Barang kebutuhan pokok yaitu barang yang menyangkut hajat hidup orang banyak dengan skala pemenuhan kebutuhan yang tinggi serta menjadi faktor pendukung kesejahteraan masyarakat. Adapun jenis barang kebutuhan pokok yang sangat dibutuhkan oleh rakyat meliputi: beras; gabah; jagung; sagu; kedelai; garam; daging; telur; susu; buah-buahan; dan sayur-sayuran. Pemerintah memutuskan untuk memindahkan barang kebutuhan pokok ke dalam kategori Barang Kena Pajak lantaran untuk perluasan basis PPN dengan tetap mempertimbangkan asas keadilan dan asas kemanfaatan khususnya dalam memajukan kesejahteraan umum dan asas kepentingan nasional.
Perluasan basis PPN ini ditengarai untuk memberikan keadilan bagi masyarakat dengan memfokuskan pada fungsi pajak yaitu redistribusi pendapatan. Berdasarkan data dari World Bank (2020), pada tahun 2018 jumlah penduduk upper class mengalami peningkatan sebesar 15,5% terhadap total populasi dari tahun 2002. Tentunya hal ini menjadi momentum yang tepat untuk melakukan reformasi perpajakan yang tepat sebagai sarana dalam meningkatkan penerimaan negara seiring dengan tren demografi dan perubahan sosial-ekonomi penduduk. Semakin meningkatnya kemampuan sosial-ekonomi penduduk, semakin meningkat pula konsumsi yang dilakukan salah satunya konsumsi barang kebutuhan pokok. Oleh karena itu, perlu adanya penyesuaian pengaturan untuk mengakomodasi pemajakan atas konsumsi barang tersebut dengan menggolongkan barang kebutuhan pokok sebagai Barang Kena Pajak.
Dalam penetapannya sebagai barang kena pajak yang berlaku per tanggal 1 April 2022, barang kebutuhan pokok resmi ditegaskan menjadi salah satu barang kena pajak yang mendapatkan kemudahan PPN melalui PP 49/2022. Kemudahan PPN ini berupa adanya fasilitas dibebaskan yang dapat dimaknai bahwa tidak adanya pembayaran PPN pada saat impor dan/atau penyerahan. Hal ini menunjukkan keberpihakan pemerintah kepada masyarakat terkait konsumsi barang yang menyangkut hajat hidup orang banyak.

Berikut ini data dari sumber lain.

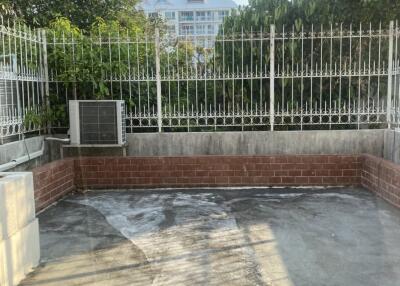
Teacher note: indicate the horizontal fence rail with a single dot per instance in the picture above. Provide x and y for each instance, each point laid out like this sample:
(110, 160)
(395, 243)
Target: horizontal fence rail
(282, 78)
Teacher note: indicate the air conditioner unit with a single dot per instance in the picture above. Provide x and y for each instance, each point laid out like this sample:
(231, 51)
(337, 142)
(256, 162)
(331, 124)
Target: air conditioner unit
(97, 122)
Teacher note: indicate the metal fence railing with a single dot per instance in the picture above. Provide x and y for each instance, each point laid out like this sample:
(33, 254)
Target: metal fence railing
(281, 79)
(22, 79)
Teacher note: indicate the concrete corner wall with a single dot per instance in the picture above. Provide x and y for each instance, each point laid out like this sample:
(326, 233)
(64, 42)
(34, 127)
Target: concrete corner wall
(19, 229)
(257, 143)
(392, 146)
(18, 149)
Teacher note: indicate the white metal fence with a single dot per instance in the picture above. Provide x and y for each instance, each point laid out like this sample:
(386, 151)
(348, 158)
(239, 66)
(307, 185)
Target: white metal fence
(280, 79)
(22, 79)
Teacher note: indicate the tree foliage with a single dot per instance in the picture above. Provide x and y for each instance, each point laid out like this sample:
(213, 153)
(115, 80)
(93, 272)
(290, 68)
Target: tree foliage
(262, 13)
(40, 13)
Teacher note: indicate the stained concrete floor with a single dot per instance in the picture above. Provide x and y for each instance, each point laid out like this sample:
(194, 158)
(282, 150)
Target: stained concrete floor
(220, 237)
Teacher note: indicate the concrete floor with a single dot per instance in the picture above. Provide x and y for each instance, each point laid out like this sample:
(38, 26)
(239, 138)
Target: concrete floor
(220, 237)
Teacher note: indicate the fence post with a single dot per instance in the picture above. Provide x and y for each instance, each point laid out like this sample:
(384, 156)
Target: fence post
(46, 74)
(390, 75)
(158, 79)
(272, 78)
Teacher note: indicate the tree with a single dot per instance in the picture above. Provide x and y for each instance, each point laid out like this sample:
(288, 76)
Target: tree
(39, 13)
(262, 13)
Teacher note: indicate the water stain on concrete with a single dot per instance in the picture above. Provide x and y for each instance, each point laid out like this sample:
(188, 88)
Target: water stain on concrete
(220, 237)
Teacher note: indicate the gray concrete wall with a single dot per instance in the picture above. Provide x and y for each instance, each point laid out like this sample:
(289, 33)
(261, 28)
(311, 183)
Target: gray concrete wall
(17, 149)
(257, 143)
(392, 146)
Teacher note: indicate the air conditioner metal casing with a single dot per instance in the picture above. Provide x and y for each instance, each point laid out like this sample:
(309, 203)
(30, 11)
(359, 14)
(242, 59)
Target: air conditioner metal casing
(97, 122)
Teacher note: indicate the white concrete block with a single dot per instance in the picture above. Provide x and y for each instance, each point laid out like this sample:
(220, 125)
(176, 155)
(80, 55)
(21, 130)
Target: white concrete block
(19, 254)
(17, 203)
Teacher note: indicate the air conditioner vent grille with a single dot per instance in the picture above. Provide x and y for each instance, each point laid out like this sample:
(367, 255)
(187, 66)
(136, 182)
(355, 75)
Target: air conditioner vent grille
(98, 123)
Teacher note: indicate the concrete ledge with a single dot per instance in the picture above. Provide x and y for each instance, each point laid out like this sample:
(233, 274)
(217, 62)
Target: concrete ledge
(17, 205)
(19, 254)
(336, 142)
(57, 179)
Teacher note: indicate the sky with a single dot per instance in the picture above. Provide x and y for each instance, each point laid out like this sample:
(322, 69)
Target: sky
(242, 2)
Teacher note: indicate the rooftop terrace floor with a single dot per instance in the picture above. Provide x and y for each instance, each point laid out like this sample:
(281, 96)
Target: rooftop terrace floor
(220, 237)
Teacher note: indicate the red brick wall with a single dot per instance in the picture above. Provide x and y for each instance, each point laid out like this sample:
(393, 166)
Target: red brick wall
(208, 171)
(56, 179)
(382, 177)
(52, 181)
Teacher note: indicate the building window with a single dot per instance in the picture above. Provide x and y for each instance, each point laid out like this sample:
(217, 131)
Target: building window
(210, 29)
(185, 29)
(169, 15)
(171, 29)
(186, 16)
(201, 29)
(222, 15)
(153, 15)
(204, 16)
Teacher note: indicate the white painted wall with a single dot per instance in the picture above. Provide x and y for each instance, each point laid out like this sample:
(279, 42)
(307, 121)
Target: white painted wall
(19, 229)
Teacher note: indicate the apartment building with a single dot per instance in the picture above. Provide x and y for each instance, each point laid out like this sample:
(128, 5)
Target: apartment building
(200, 18)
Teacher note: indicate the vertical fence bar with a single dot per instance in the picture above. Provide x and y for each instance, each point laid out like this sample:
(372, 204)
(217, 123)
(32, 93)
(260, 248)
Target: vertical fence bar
(390, 75)
(272, 78)
(158, 79)
(46, 74)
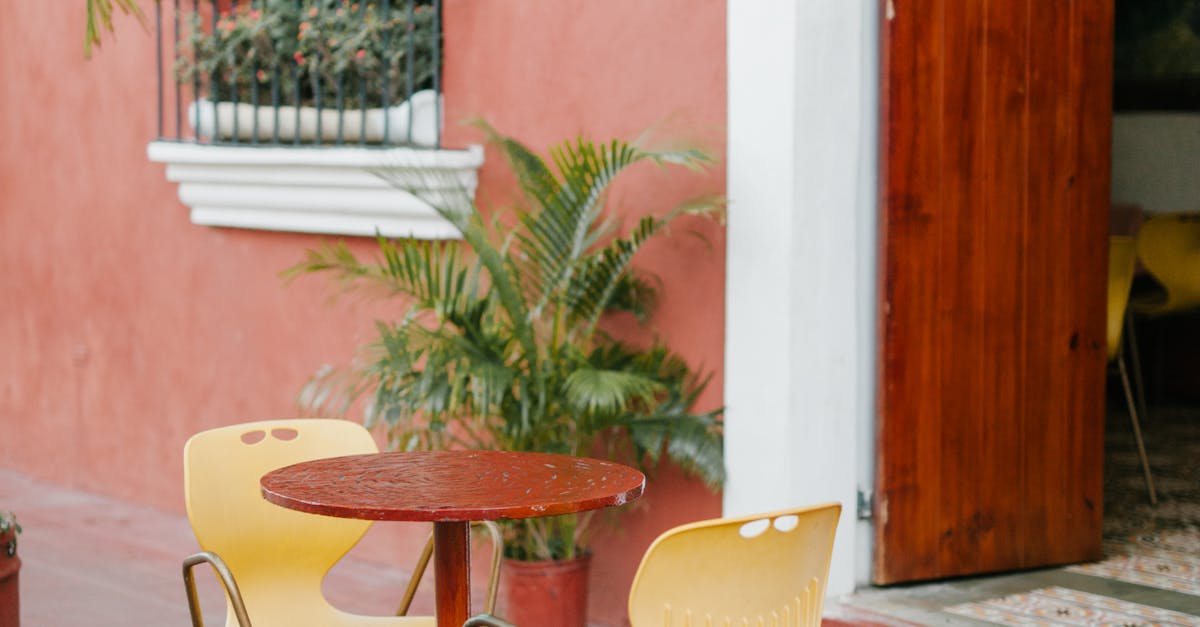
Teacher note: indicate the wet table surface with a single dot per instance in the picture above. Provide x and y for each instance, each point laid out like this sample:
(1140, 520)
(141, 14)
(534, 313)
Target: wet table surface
(450, 489)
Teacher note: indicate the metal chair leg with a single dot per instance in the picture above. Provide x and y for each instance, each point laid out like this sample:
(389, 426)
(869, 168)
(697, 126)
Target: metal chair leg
(1138, 383)
(1137, 429)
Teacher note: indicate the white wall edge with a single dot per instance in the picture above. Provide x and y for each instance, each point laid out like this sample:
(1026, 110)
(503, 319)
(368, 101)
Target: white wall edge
(309, 190)
(799, 363)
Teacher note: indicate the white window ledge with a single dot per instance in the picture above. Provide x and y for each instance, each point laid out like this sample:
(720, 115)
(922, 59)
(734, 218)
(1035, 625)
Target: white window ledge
(311, 190)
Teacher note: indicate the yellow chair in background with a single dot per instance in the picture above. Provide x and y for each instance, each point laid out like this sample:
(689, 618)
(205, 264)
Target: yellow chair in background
(270, 560)
(1169, 250)
(765, 569)
(1122, 258)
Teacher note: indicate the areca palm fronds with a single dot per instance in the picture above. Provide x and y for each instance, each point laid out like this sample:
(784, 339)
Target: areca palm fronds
(501, 345)
(100, 17)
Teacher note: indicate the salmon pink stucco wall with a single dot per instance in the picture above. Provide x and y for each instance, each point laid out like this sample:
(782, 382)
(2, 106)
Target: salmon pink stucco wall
(124, 328)
(546, 71)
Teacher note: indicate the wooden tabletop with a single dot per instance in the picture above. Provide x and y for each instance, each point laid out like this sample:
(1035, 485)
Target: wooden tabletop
(451, 485)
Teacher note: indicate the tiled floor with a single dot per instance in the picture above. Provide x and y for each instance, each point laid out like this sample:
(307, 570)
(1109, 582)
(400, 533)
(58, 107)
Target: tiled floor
(1153, 551)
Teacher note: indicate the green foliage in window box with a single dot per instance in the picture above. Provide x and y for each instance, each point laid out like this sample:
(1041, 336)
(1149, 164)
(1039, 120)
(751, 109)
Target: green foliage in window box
(370, 53)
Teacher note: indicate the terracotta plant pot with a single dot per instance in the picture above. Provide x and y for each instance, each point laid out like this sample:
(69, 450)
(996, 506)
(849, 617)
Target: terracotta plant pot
(10, 566)
(551, 593)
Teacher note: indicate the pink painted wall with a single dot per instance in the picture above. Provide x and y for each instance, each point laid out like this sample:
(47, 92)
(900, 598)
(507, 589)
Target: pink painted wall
(124, 328)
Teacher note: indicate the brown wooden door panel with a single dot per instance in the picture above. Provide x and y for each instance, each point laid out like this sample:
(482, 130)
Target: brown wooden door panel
(995, 183)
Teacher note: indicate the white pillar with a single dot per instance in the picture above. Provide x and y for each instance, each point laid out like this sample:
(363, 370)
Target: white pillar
(799, 366)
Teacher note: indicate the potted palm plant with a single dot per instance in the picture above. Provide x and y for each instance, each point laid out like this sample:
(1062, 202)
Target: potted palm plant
(503, 342)
(10, 568)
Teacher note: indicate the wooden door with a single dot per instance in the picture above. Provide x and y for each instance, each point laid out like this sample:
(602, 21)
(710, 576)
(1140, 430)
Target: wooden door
(994, 197)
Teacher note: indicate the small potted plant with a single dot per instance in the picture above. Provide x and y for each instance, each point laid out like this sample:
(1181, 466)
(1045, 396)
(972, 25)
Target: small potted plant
(337, 69)
(10, 569)
(503, 344)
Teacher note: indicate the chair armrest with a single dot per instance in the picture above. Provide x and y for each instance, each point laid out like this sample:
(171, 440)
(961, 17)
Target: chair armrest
(486, 620)
(493, 575)
(227, 580)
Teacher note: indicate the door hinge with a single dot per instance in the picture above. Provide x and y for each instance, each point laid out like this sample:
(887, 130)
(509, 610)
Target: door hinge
(865, 505)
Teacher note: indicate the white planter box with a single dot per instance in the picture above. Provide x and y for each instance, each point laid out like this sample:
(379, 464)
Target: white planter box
(221, 119)
(327, 190)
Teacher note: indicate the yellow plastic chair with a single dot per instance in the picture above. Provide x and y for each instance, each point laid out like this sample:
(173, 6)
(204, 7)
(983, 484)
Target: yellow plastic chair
(757, 569)
(1122, 258)
(1169, 249)
(271, 560)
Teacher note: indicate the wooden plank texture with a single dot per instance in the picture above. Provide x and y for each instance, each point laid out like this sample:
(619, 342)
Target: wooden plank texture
(994, 214)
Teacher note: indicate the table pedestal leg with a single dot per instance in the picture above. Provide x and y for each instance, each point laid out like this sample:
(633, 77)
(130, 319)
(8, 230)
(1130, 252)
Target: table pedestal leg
(451, 572)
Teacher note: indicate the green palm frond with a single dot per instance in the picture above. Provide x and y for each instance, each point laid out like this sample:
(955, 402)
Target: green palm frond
(501, 345)
(606, 392)
(100, 17)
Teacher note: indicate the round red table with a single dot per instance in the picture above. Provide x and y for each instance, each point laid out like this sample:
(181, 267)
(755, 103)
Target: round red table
(450, 489)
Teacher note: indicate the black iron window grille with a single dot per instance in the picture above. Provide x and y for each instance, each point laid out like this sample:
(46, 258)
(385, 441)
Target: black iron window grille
(303, 72)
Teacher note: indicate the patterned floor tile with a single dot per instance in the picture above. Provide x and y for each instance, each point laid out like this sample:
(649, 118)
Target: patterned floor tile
(1061, 605)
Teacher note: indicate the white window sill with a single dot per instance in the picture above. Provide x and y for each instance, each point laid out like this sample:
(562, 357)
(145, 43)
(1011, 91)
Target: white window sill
(310, 190)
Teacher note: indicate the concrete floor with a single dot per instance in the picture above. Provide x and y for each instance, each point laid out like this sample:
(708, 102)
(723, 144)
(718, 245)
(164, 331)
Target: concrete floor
(95, 561)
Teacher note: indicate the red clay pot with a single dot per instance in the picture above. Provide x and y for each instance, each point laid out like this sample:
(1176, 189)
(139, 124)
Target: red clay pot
(551, 593)
(10, 566)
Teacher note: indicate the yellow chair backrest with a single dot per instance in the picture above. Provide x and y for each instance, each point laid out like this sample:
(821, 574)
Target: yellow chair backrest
(1169, 249)
(738, 571)
(1122, 257)
(277, 556)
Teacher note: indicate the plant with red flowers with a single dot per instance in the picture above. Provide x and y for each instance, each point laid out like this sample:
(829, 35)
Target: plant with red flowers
(329, 53)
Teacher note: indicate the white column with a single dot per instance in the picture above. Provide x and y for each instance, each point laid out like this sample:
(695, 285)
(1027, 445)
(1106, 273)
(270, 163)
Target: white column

Kemampuan daya beli masyarakat yang belum sepenuhnya pulih akibat pandemi Covid-19 menjadi salah satu pertimbangan masyarakat dalam pemberian fasilitas ini.
PP 49/2022 juga memuat kriteria dan perincian barang tertentu dalam kelompok barang kebutuhan pokok yang impor dan/atau penyerahannya dibebaskan dari pengenaan PPN. Misal, pada daging, kriterianya termasuk daging segar dari hewan ternak dan unggas dengan atau tanpa tulang yang tanpa diolah, baik yang didinginkan, dibekukan, digarami, dikapur, diasamkan, atau diawetkan dengan cara lain.
Namun, perlu menjadi perhatian bersama bahwa pembebasan dari pengenaan PPN atas barang kebutuhan pokok bersifat sementara waktu atau selamanya sesuai Pasal 30 ayat (1) PP 49/2022. Dalam implementasinya, peraturan ini akan dievaluasi oleh Menteri Keuangan dengan mempertimbangkan kondisi perekonomian dan dampaknya terhadap penerimaan negara. Dengan demikian, berdasarkan hasil evaluasi atas impor dan/atau penyerahan barang kena pajak berupa barang kebutuhan pokok dapat dikenai Pajak Pertambahan Nilai sesuai dengan ketentuan peraturan perundang-undangan di bidang perpajakan.